PRI Range Rating Typical soils 0 – 0.5 Very Low Bassendean Sand 2 – 4 Low – Moderate Karrakatta Sands 5 – 12 Moderate – High Cottesloe Sands 12 – 20 High Crushed Limestone, Limesand 20 – 1000+ Very High Clay

The loamy and clayey soils of the site are expected to have high to very high PRI (20+). No site testing of PRI is considered necessary.

3.2.3 Hydrology

There is no defined surface drainage within Lot 10, although sheet overland flow would occur under heavy rainfall conditions.

There is unlikely to be significant shallow groundwater present over most of the site given the topography. Downslope seepage above the clay subsoils may occur in winter.

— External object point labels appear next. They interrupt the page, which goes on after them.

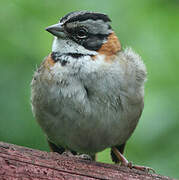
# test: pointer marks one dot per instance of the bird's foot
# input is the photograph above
(126, 163)
(81, 156)
(85, 157)
(68, 153)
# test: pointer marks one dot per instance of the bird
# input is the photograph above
(88, 93)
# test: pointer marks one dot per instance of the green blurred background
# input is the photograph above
(151, 27)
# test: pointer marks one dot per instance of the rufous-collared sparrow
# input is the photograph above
(87, 95)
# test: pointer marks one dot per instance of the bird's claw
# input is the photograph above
(141, 168)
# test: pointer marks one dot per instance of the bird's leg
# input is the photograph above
(125, 162)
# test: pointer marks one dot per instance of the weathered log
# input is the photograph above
(24, 163)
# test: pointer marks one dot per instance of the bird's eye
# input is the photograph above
(82, 33)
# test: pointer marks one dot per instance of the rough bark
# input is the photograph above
(24, 163)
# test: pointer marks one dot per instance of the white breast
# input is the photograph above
(87, 105)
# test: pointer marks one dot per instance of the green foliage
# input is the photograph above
(150, 27)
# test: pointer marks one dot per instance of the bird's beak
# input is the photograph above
(56, 30)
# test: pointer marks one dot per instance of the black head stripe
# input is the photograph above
(84, 15)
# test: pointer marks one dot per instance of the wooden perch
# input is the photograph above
(23, 163)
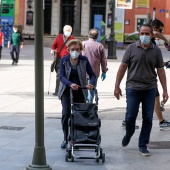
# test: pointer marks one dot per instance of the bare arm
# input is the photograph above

Lot 10 is in the catchment of Mahogany Creek, a small seasonal watercourse that flows south-west about 100m south-east of the site before joining Jane Brook about 1.6km to the north-west. Mahogany Creek has been dammed in numerous places.

The upstream surface catchment of the development site is very small, extending about 210m to the south-west and covering less than 0.5ha. About half of the catchment consists of forest, with the remainder being cleared paddocks and residential garden.

3.3 Vegetation

Lot 10 is mostly cleared of native vegetation. Remnant or regrowth Marri (Corymbia calophylla) trees are present, along with a few Jarrah (Eucalyptus marginata), on the northern and eastern sides, mostly outside of the development area. The understorey in these areas consists mostly of grasses and weeds, with a few native species including Acacias and Grasstrees.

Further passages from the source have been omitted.